The saddest part of this book is the realization that there will be no more books from this amazing Mr. Feynman. He won the Nobel Prize in physics for his famous Feynman diagrams. These are diagrams that explain the structure of matter by showing how particles (electrons) travelling forward in time may be thought of as anti-particles (positrons) traveling backwards in time. My insight on how this makes sense stems from watching a motorcyclist traveling down a road winding alongside a hill. As I reversed the direction of time (via Laserdisc), the cyclist moved back down the left side of the road (you must imagine that your viewpoint is on the rear seat of the cycle looking in its now forward traveling direction). The attribute of electron versus positron is as simple as the left or right handedness that switches when time is considered as a variable that can have a positive and negative value (or direction).

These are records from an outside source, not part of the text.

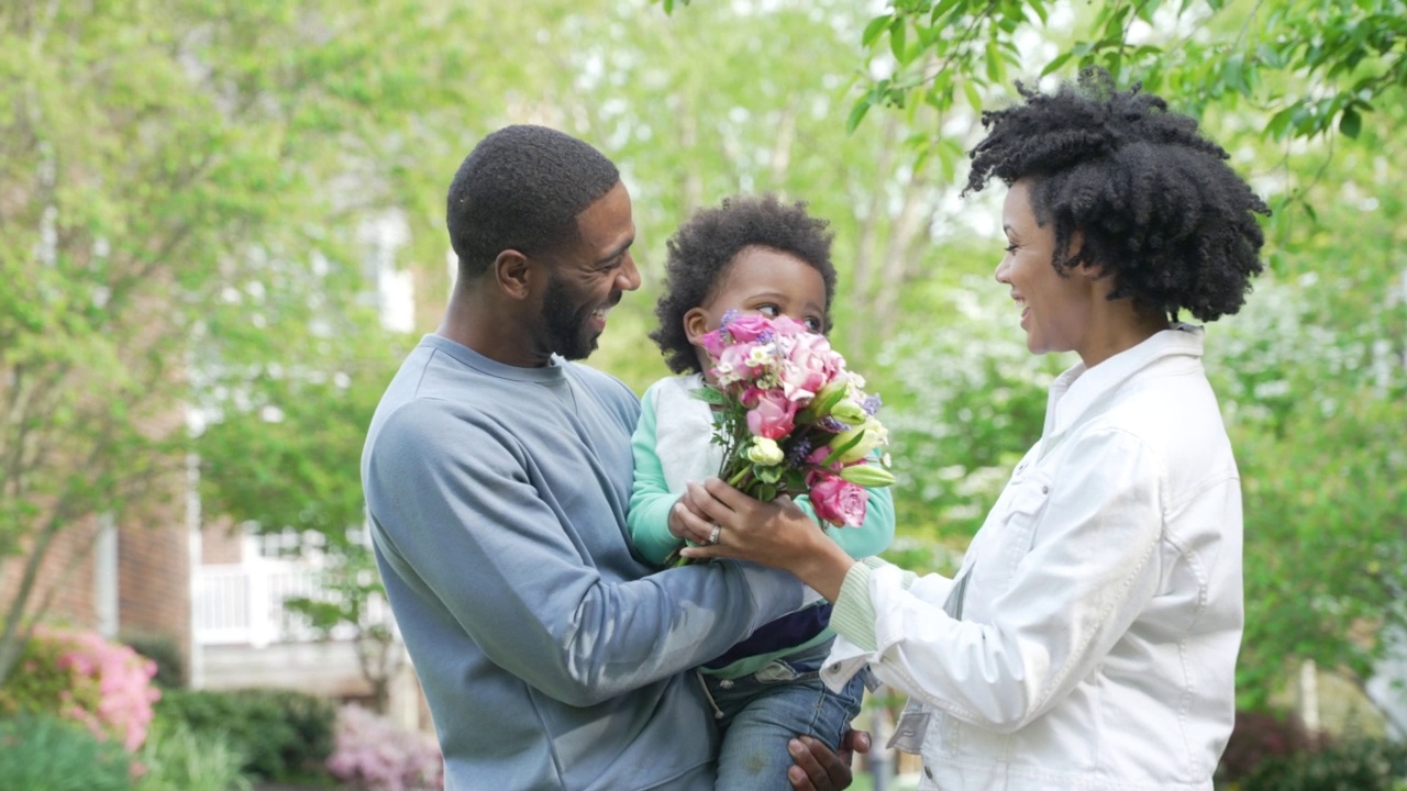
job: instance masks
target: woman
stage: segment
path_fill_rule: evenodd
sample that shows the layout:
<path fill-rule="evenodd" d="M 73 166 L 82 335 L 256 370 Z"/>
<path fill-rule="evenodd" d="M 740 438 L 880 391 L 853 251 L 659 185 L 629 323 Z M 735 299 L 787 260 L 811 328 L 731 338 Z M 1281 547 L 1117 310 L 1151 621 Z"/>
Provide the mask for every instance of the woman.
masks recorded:
<path fill-rule="evenodd" d="M 909 694 L 923 788 L 1210 790 L 1241 639 L 1241 494 L 1203 331 L 1261 272 L 1265 203 L 1192 118 L 1103 73 L 985 113 L 968 190 L 1010 189 L 1010 289 L 1051 387 L 954 580 L 839 552 L 794 508 L 708 481 L 695 557 L 791 570 L 834 602 L 829 683 Z M 767 517 L 764 525 L 749 518 Z M 712 532 L 692 519 L 695 540 Z"/>

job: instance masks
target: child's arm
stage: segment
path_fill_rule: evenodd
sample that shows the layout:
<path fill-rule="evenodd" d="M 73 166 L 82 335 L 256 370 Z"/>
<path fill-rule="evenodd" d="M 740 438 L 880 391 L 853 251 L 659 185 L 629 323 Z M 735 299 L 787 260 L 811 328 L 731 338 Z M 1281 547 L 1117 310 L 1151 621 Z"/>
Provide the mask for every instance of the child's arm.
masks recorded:
<path fill-rule="evenodd" d="M 630 486 L 630 508 L 625 522 L 630 528 L 636 553 L 660 564 L 684 542 L 670 532 L 670 508 L 678 501 L 678 495 L 666 487 L 664 467 L 654 452 L 654 403 L 653 388 L 647 390 L 640 400 L 640 422 L 630 436 L 635 483 Z"/>
<path fill-rule="evenodd" d="M 851 557 L 879 555 L 893 540 L 893 495 L 889 494 L 889 487 L 867 488 L 865 491 L 870 494 L 870 498 L 865 501 L 865 524 L 858 528 L 832 526 L 826 529 L 826 535 Z M 805 495 L 798 497 L 796 505 L 808 517 L 816 519 L 816 512 L 812 510 L 809 498 Z M 820 519 L 816 519 L 816 522 L 819 524 Z"/>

The first chapter on "How to Make a Scientist" is worth the price of the book. He tells how his father bought colored tile seconds and stacked them with Richard, teaching him thereby to recognize patterns as a basic mathematical process. His mother would say "Let him put a blue if he wants," focusing on the human values (feelings) of the child and the father would say, "No, I'm teaching him basic mathematical operations." The anecdote teaches that the really important learnings are simple ones, if they are presented at the opportune age. A small step for a child to stack colored tiles, a large leap for mankind to stack eight colors of quarks into a proton.
The middle of the book deals with Arlene, his first wife, and how the two of them flouted convention and parental advice to get married even though Arlene had a terminal illness. She used his words on him on several occasions, such as gave rise to the book title, "What do you care what people think?" That was used when he had second thoughts about his role on the Challenger investigation. There's a great film with the humor and pathos potential of a "Steel Magnolias" waiting in his two books. ("Surely you're joking?" you ask?)
The second half of the book covers his fun with NASA and the Challenger investigation. His press conference, his histrionics with the ice water and O-rings turned the NASA investigation in the right direction. In 2003, another shuttle has an accident, the Columbia this time, upon re-entry. Another investigation awaits. John McQuaid in the Times-Picayune on February 5, 2003 wrote that Feynman's "simple experiment" on the NASA panel solved the Challenger problem and added, "Now a similar panel is investigating Saturday's Columbia disaster . . ." I don't it would be hyperbole to say that there will never be another "similar panel" because there will never be another genius like Richard Feynman. To do such a simple experiment in front of the eyes of world on such a prestigious panel required a genius and a genius who didn't "care what other people think" — in other words, it took a Richard Feynman.
If Richard had any weakness, it was his love of physics. To paraphrase the fairy in Gilbert & Sullivan operetta, Iolanthe, "he had a weakness for physics and the weakness was so strong."